Ms. Moore said the recent introduction of tough anti-piracy laws in South Korea and France, which authorize cutting off the Internet connection of repeat offenders, showed that stricter enforcement could persuade listeners to seek out legal alternatives to unauthorized file-sharing services.
In South Korea, where the music business has long been blighted by piracy, digital music sales rose 14 percent in the first half of last year, after the new law went into effect in 2009, the federation said. The first account suspensions occurred in the autumn, and the group said the publicity surrounding the crackdown should help convert more consumers.
Up next, the South Korean government seals off your garage so you can’t store all those stolen televisions in there. GARAGES ARE A PRIVILEGE, NOT A RIGHT. USE THEM RESPONSIBLY, OR DON’T USE THEM AT ALL. NO RUNNING IN THE HALL!
Any other big ideas, music dinosaurs?
“The television is a great opportunity,” said Thomas Hesse, head of the digital business at Sony Music Entertainment. “We haven’t innovated in the living room for many years.”
Thomas is certainly half-right — Sony hasn’t innovated at all for many years. But do you really think I’m going to pay for music to come out of my (Sony brand, of course) television? Don’t I already have a stereo for that? I mean, this sounds an awful lot like your “subscription” fantasy from 2002, where I don’t own any content, plus you get recurring revenue and your customers become dependent on the quality of your service. You’ve been pushing that line since I was in college, and no one’s especially interested.
Around the world, 10 million people have already signed up for subscription-based online services from Spotify, Rdio and Deezer, some of which have attracted additional millions of users with free, advertising-supported services. Many executives hope the growth of offerings like these can reduce the industry’s dependence on sales of individual tracks through digital stores like Apple iTunes, a model that has attracted little interest from young music fans, particularly outside the United States.
So, you’ve got 10 million people in the entire world (.02%) signed up for these services, and an even smaller group of people who will sign up for these services, but only if they’re free. And, you’re optimistic about this, but disappointed by FIVE BILLION DOLLARS in normal sales??? Guys, guys, guys…. join the winning team here. Hint : it’s not “Zune Pass”.
With growth in digital revenue slowing nearly to a standstill, analysts say, it is no surprise that talk of mergers and buyouts is again swirling around some of the Big Four music companies — Universal, Sony, Warner Music Group and EMI. Warner, for example, is said to have hired bankers to explore a sale of the company or a purchase of EMI.

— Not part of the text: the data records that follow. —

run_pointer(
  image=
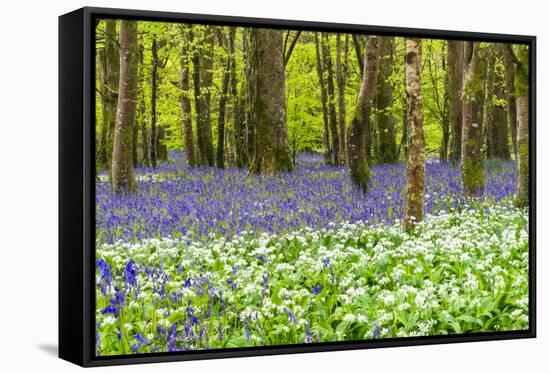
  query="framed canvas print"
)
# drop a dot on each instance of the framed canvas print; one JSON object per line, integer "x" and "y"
{"x": 236, "y": 186}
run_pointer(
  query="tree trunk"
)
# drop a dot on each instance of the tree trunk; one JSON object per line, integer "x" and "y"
{"x": 522, "y": 95}
{"x": 472, "y": 98}
{"x": 239, "y": 124}
{"x": 288, "y": 52}
{"x": 455, "y": 71}
{"x": 202, "y": 58}
{"x": 357, "y": 128}
{"x": 489, "y": 126}
{"x": 186, "y": 109}
{"x": 123, "y": 171}
{"x": 145, "y": 136}
{"x": 333, "y": 125}
{"x": 250, "y": 94}
{"x": 162, "y": 151}
{"x": 341, "y": 77}
{"x": 385, "y": 121}
{"x": 500, "y": 120}
{"x": 358, "y": 53}
{"x": 320, "y": 74}
{"x": 414, "y": 203}
{"x": 510, "y": 76}
{"x": 221, "y": 113}
{"x": 145, "y": 159}
{"x": 206, "y": 72}
{"x": 271, "y": 150}
{"x": 154, "y": 77}
{"x": 109, "y": 76}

“What has been keeping labels afloat has been the digital story,” said Mr. Mulligan, of Forrester Research. “If, all of a sudden, what they have been telling the market is the future turns out to be a failure, that radically changes the conversation.”
Yeah, I see, and if we don’t have giant record labels, we won’t have music anymore, right?
Wait… you mean the labels don’t actually make music? They just restrict access to it, and then pester me with cross-promotional advertising campaigns for Taylor Swift, and then shut off my South Korean internet access if I’m not willing to pay them enough to cover their 3000% profit margin expectations?
For the last time (yeah right), suit-wearing-or-non-suit-wearing-industry-dudes. Your product went through a dramatic cost-change — access is not valuable anymore. CDs are dead, and music is now a volume industry, not a high-margin one. If you don’t want to play in that economic sandbox, go somewhere else. Otherwise, stop complaining and figure out how to make five billion dollars (which you’re basically getting because Apple, and then Amazon, swooped in and built you an ass-saving distribution channel, which they go so far as to manage for you) go far enough to sustain your companies. If you can’t, I’m sure someone else will, because five billion dollars is a lot of money to make from selling someone else’s idea, digitally, over someone else’s website.